File Sharing Over Infiniband on FreeBSD

freebsdinfinibandnfszfs

I have a pair of servers, which I'd like to connect to each other
directly — rather than through the switch shared by the rest of
the network. I expect to benefit from lower latency and higher
bandwidth afforded by the direct connection (including the much
larger MTUs).

Both machines currently run FreeBSD-11.2 and each has its own ZFS
pool with multiple filesystems. Speedy cross-access to these
filesystems is one of the primary objectives.

To this end I bought a pair of used cards (Mellanox IBM 46M2201
Dual Port ConnectX 4X
) and have the following questions:

  1. What are my connectivity options? The primary purpose is
    sharing data — is NFS my only choice, or does FreeBSD
    have something Infiniband-specific?
  2. If it is NFS, does it have to be over IP, or is there
    some "more intimate" Infiniband-specific protocol?
  3. If it is NFS over IP, should I pick UDP or TCP? Any other
    tuning parameters to squeeze the most from the direct
    connection?
  4. What type of cable do I need to connect these directly?
    To my surprise, searching for "infiniband cable" returned
    a variety of products with different connectors. enter image description here

Thank you very much in advance for any insights. If there is an online
document with (some of) these questions answered, I'd be happy to take
the link — everything I am able to find seems vendor-specific…

(Why is this question about connecting servers considered "off-topic" on Serverfault?)

Best Answer

I don't have answers for 1-3, only some additional information about Infiniband(IB) applications that may help you find the answer. I can answer 4 though.

1) What are my connectivity options? The primary purpose is sharing data -- is NFS my only choice, or does FreeBSD have something Infiniband-specific?

2) If it is NFS, does it have to be over IP, or is there some "more intimate" Infiniband-specific protocol?

The key word to look for is probably NFS over RDMA, but a quick search shows that it may not be complete yet for FreeBSD. You could also look into SRP or iSER, but I found no references to any applications using these IB protocols.

3) If it is NFS over IP, should I pick UDP or TCP? Any other tuning parameters to squeeze the most from the direct connection?

TCP. According to the FreeBSD IB Wiki, as part of your IB configuration, you're setting connected mode, which is akin to using TCP. At least in the Linux world, when using connected mode, you should only use NFS over TCP and not UDP. NFS over UDP should only be done when using datagram mode, and neither is recommended.

4) What type of cable do I need to connect these directly?
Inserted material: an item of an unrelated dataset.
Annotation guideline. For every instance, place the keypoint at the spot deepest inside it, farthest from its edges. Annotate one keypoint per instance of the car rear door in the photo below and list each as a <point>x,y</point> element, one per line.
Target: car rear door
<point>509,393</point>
To my surprise, searching for "infiniband cable" returned a variety of products with different connectors.

You want a "QDR" cable, which is short for "Quad Data Rate," or 40Gbps. The ConnectX-3 cards do FDR, which is short for "Fourteen Data Rate," or 56Gbps (14Gbps*4 lanes.) Either cable should work fine for your card.

You can buy Mellanox branded cables, in which case you know it will work, or you can get an off-brand. I like the 3M brand cables. They're a flat cable that support a very sharp bend radius, and allow you to stack a bunch of cables in very small space without any crosstalk. Used Mellanox QDR cables ought to be really cheap on eBay. I've never bought used, but if you do that, you MUST get a cable that has been tested - that's a hard thing to troubleshoot if you don't have a working system to compare against.
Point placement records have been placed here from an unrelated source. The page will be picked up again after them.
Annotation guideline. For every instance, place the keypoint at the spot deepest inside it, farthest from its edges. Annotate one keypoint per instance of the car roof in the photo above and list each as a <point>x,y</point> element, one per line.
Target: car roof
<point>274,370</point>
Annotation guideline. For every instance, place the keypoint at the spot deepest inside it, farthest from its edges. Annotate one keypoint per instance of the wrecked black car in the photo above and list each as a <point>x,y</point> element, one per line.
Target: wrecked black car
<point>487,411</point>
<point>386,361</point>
There are two types of cables - passive (copper) or active (fiber) cables. The fiber cables are permanently attached to the QSFP connectors, so you'll have to get them in specific lengths. Copper has a max length of 3 meters, or maybe up to 5 meters - any longer, and you have to use the fiber cables. Don't get a fiber cable until you have everything 100% working on copper. I've seen instances where the copper works fine, but the fiber does not, due to an odd failure mode in hardware. Eliminate that possibility until you have experience and an inventory of parts to troubleshoot with.

And now, a few other hints that you didn't ask for, but might help. First, make sure you're running opensm on one of the systems. Think of it like a dhcp server; without it the two systems will physically link, but not pass any data.

Second, some Mellanox cards will operate in either IB mode or Ethernet mode. These are usually the VPI series of cards. I'm not sure if that was an option on ConnectX-2 or if your cards support it. But if they do, it may be easier to have those cards run as 40GBE instead of QDR IB and have good NFS performance. In my experience on Linux, we see IPoIB has about 20-30% of the performance as wire speed. You'll get wire speed with IB protocols like RDMA, or by switching to Ethernet mode.